Re: Poussieres d'Empires,Ces Marocains qui ont deserte en Indochine de Nelcya Delanoe
Posté par:
anidavid (IP enregistrè)
Date: 02 mai 2005 : 08:45
Poussieres d'Empires par Nelcya Delanoe.
Introduction
Les dieux s'en sont mêlés.
Dieux de la guerre dieux de la terre, ils ont nom Hô Chi Minh, De Lattre, Leclerc, Abdelkrim, Sainteny, Roosevelt, Hassan II, Oufkir, Mendès France, Kissinger... L'arène où leurs guerriers sont enfermés, c'est le Maroc et le Viêt-nam devenus colonies de l'empire français, bientôt insurgées et finalement indépendantes. Etapes claires d'une histoire douloureuse et finalement résolue? Certes, et pourtant... l'empire aurait-il existé sans l'appoint militaire des hommes qu'il soumettait?

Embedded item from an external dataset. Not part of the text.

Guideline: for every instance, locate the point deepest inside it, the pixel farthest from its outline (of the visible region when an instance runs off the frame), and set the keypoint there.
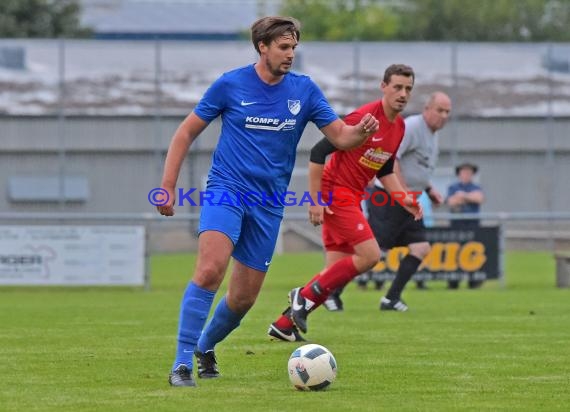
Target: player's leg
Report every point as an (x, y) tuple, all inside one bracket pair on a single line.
[(244, 286), (351, 244), (283, 328), (214, 250), (252, 254), (414, 235)]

Au début du XXe siècle, Marocains et Vietnamiens sont ainsi requis par l'armée française aux fins d'asseoir sur leurs terres son contrôle et sur leurs épaules une France impériale. Si tous ne se soumettent pas sans broncher au calvaire infligé à vif au pays, nombreux sont ceux qui prennent les armes pour lui résister. Plus tard pourtant, alors que la France est à son tour envahie puis mise à genoux, des dizaines de milliers de Marocains et de Vietnamiens font don de leur bravoure guerrière pour sa libération, dont ils espèrent en retour la leur. Enfin relevée et debout sur les ruines de son hexagone, la France entreprend alors de restaurer son empire, ébranlé, dans toute sa funeste gloire coloniale. Et de requérir les mêmes braves, hier encore ses alliés, pour les asservir derechef.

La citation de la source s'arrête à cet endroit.